Dans un arrêt du 2 décembre 2019, le Conseil d’Etat a rappelé les obligations du maître d’ouvrage, du titulaire et du sous-traitant lorsque le montant des prestations de ce dernier excède celui prévu par l’acte spécial.
En l’espèce, le sous-traitant avait saisi le département d’une demande en paiement direct à hauteur de 128.520 euros mais la collectivité a refusé d’y procéder, la somme excédant celle du plafond fixé dans l’acte spécial à 107.640 euros. Si le TA a rejeté la demande d’indemnisation du sous-traitant, la CAA a condamné le département à verser 42.164 euros au sous-traitant. La collectivité a alors saisi le Conseil d’Etat qui a rappelé les règles dans une telle situation. 
Le département avait connaissance que les prestations allaient dépasser le plafond de l’acte spécial. Il aurait donc dû mettre en demeure le titulaire ou le sous-traitant de régulariser la situation ou d’y mettre fin. Dès lors, la CAA a eu raison de considérer que le département avait commis une faute.
Le Conseil d’Etat a également validé la décision de la CAA de ne pas accorder la totalité de la somme due au sous-traitant. Elle avait effectivement jugé que le comportement du sous-traitant était de nature à "atténuer la responsabilité du département". C’est donc à juste titre qu’elle a estimé que le sous-traitant avait commis une faute en poursuivant l’exécution des travaux "sans s’assurer que sa situation avait été régularisée".

Barème de prix illégal : l’Autorité de la concurrence sanctionne lourdement l’Ordre des architectes

Dans une décision du 30 septembre 2019, l’Autorité de la concurrence a sanctionné quatre conseils régionaux de l’Ordre des architectes pour leurs pratiques anticoncurrentielles.
Estimant que certains de leurs confrères pratiquaient des prix trop bas et pour lutter contre ce prétendu "dumping des honoraires", quatre conseils régionaux ont élaboré une méthode de calcul d'honoraires. Les architectes qui souhaitaient candidater à des marchés de maîtrise d’œuvre devaient respecter ce barème de prix sous peine de sanctions.
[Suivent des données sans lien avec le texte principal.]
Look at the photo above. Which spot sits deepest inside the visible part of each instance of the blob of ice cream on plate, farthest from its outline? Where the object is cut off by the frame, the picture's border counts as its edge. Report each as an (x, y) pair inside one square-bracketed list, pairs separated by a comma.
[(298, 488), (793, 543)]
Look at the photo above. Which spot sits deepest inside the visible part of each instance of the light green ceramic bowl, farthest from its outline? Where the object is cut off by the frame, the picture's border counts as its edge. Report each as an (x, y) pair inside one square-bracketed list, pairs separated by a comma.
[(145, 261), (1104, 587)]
En effet, une véritable "police des prix" a été mise en place. L'ordre régional des architectes des Hauts-de-France avait même créé un site internet pour que les architectes dénoncent ceux qui ne respectaient pas les consignes tarifaires. Dans ce contexte, plusieurs sanctions ont été infligées à des architectes jugés "anti-confraternels", allant du blâme à la radiation temporaire.
Considérant qu’il s’agissait de pratiques anticoncurrentielles, l’Autorité de la concurrence a infligé une amende de 1,5 million d’euros à l’Ordre des architectes.